Selon le professeur Danny Reinberg, co-auteur de l’étude, les données comportementales et moléculaires – en particulier les changements dans l’expression des gènes dans le cerveau – montrent que de nouvelles pseudo-reines sont rapidement déterminées après que la structure sociale d’une colonie a été perturbée par la perte de la reine.

« Malgré le fait que les tournois de duel durent plusieurs semaines, nous avons pu anticiper quelles fourmis deviendraient des pseudo-reines en seulement trois jours », a déclaré Comzit Opachaloemphan, co-auteur principal de l’étude.

Les experts ont découvert que les premiers gènes à réagir à la perte de la reine se trouvaient dans le cerveau et que l’absence des phéromones de la reine déclenchait une série de changements comportementaux et physiologiques.

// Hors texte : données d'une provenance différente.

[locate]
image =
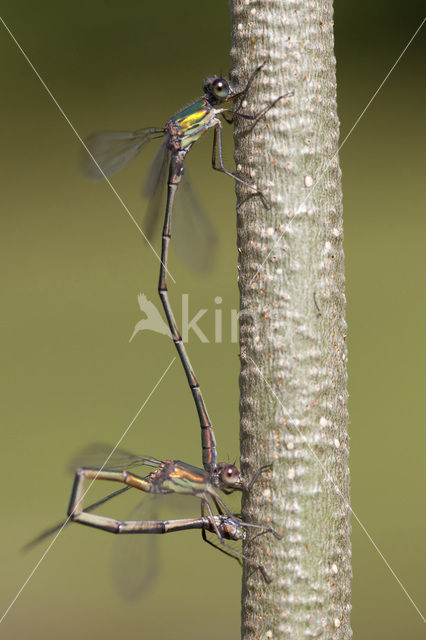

En fin de compte, le cerveau est la force motrice derrière les duels et la détermination précoce des castes chez les fourmis, d’autres tissus s’inspirant du cerveau.

« Nous montrons que les changements moléculaires dans le cerveau servent de premiers prédicteurs de caste par rapport à d’autres tissus », ont écrit les chercheurs. « Ainsi, les données comportementales et moléculaires indiquent que malgré les bouleversements sociaux prolongés, le destin du gamergate est rapidement établi, suggérant un rétablissement robuste de la structure sociale. »

L’étude est publiée dans la revue Gènes et développement.